Ghana’s monthly wage averaged GH¢2,922 in 2023 – Report

Ghana’s average monthly wage was pegged at GH¢2,922, according to a cost of living crisis report put together by Women in Informal Employment: Globalizing and Organizing (WIEGO).

Titled ‘Navigating Inflation: Impacts of the Cost-of-Living Crisis on Workers in Informal Employment in Accra, Ghana,’ the report indicated that despite the GH¢2,922 monthly average, workers in the informal sector earn less with head porters, popularly known as Kayayeis, earning GH¢500 monthly.

“A monthly living wage in Ghana averaged GH¢ 2,922 in 2023 (Global Living Wage Coalition, 2023:5). This is the living wage required by workers in peri-urban areas to be able to afford a basic but decent living standard. A typical worker in the focus groups was working six days per week and earning GH¢ 1,500 monthly.
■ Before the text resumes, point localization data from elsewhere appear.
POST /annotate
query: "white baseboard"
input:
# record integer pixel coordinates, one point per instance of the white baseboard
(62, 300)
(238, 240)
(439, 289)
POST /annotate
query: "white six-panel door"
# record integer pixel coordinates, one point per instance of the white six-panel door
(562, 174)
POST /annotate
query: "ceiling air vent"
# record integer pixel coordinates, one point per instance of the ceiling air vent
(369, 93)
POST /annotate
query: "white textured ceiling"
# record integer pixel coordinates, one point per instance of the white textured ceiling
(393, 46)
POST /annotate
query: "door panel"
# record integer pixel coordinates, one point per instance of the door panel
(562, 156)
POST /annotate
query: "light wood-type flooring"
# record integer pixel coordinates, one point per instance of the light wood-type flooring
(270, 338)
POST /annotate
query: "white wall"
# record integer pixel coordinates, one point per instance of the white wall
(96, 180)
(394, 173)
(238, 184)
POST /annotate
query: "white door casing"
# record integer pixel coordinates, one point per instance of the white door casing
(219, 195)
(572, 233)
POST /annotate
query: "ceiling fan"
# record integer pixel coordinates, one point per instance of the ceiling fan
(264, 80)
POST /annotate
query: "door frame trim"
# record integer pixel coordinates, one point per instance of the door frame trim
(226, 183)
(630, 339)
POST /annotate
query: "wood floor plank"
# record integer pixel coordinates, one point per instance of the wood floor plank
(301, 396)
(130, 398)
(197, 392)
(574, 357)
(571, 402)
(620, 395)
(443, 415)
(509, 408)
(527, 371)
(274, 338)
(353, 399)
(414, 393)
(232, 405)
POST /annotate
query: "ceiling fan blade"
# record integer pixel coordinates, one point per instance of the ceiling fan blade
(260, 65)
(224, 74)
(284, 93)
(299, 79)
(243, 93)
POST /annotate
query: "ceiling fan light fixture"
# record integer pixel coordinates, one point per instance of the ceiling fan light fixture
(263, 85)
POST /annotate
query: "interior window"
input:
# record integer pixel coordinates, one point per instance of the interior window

“Kayayei were the lowest-earning group (a typical worker earning GH¢ 500 monthly), followed by street vendors (GH¢ 1,250), waste pickers ( GH¢ 1,300), and market traders ( GH¢ 2,200). The great majority of interviewed workers were also the primary earners in their households.

The report focused on kayayei (head porters), market traders, street vendors, and waste pickers and added that high inflationary pressures made the monthly wage earned by the focused groups interviewed, insufficient and failed to provide any relief to workers in informal employment.

“While the Ghanaian government implemented policies to mitigate cost-of-living pressures, these interventions were ineffective in reaching and supporting the informal workforce. In mid-2022, when inflation hit a two-decade high, the government approved a 15 per cent Cost-of-Living Allowance. The measure, which expired in December 2022, was limited to public sector workers.

“The 10 per cent increase to the minimum wage in January 2023 also proved insufficient to counter the rapid inflation and failed to provide any relief to workers in informal employment, who remain outside its scope (World Bank, 2023).”